Worldy Nutrition Series: North America & The Nutritional Connection to Austim

I could go into the obvious issues facing North Americans with regards to nutrition; a profoundly high incidence of chronic diseases brought on in large part from a poor diet and sedentary lifestyle but I want to deviate ever so slightly.  Instead, I thought it would be interesting to explore a disorder that has grown by 600% in North America over the past 20 years.  Autism, once thought to be a neurological disorder, is back at the forefront of research in because of the unveiling of more concrete evidence relating to a connection with the gut microflora.  For those of you interested, there is a great episode of David Suzuki’s The Nature of Things (full episode is available here) which explores this groundbreaking and very encouraging theory in detail.

According to The Nature of Things, “autism is the fastest growing developmental disorder in the world” but as it stands now, there is no clear or widely accepted understanding of the cause.  What was different about the story told on The Nature of Things is that higher than average rates of autism have been detected in new immigrants to various western countries which points to the possible connection of environmental factors.

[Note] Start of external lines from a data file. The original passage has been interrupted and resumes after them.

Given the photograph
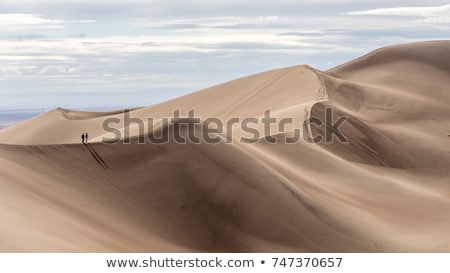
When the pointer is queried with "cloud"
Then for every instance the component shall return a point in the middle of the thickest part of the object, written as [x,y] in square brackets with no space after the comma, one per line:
[438,11]
[13,22]
[18,21]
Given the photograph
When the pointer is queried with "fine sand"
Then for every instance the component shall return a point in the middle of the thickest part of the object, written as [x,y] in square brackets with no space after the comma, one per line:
[386,190]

Children are especially sensitive to environmental factors such as diet, the use of antibiotics, vaccines, stress, pollutants, and so on.  Doctors noticed that kids with autism seem to have more problems with digestion and commonly experience IBS and constipation causing Researchers to examine the stool of 50 kids with autism and 50 kids without autism.  The findings revealed that the levels of a gut based bacteria, clostridium, were higher in those with autism.

Clostridium Bacteria

This increased level of clostridium is hypothesized to be from repeated uses of antibiotics, especially with young children.  Antibiotics disturb the natural gut flora and raise the level of clostridum.  Many women who have taken prolonged courses of antibiotics may have experienced a similar dysbiosis resulting in yeast infections.  Like Canadida (excess yeast) which causes allergies and a host of other problems, clostridium is said to result in toxic by-products which are neurologically disruptive in some children since their immune system is not fully developed and more vulnerable.  The gut is often desecribed as our second brain, and in looking at this connection it’s not hard to see why.

Of course, antibiotics are a valuable medicinal tool and can be lifesaving, but one has to wonder if they are overused especially in our North American culture of simply reaching for a pill each time we’re sick.  The Harvard Health Publications noted that doctors may over prescribe antibiotics, especially with children because they want to air on the side of caution but also because they face such time pressure that a decision must quickly be made and it’s not always feasible to take more time to investigate the concrete cause of an illness.  It’s also been reported that patients demand antibiotics from their doctors because they believe it is the only solution.

Interestingly, The Centre For Disease Control invested $400,000 for a broadcast campaign warning of the issues surrounding inappropriate use of antibiotics.  The CDC’s website offers a plethora information on antibiotics and offers tips on symptom aliviation when drugs simply don’t do the trick.On a positive note, the research being conducted in the area of the gut-toxic by-products-autism front is highly encouraging because it offers parents and guardians a tangible, realistic, and immediate treatment option for children with this disorder.  While it’s not a cure, symptoms can significantly improve with dietary modifications, specifically with the elimination of dairy, wheat, and gluten and the introduction of high amounts of probiotics.  This combination is a common protocol for the reestablishment of a balanced gut microflora.  Several studies have reported significant improvements in mood and behaviour.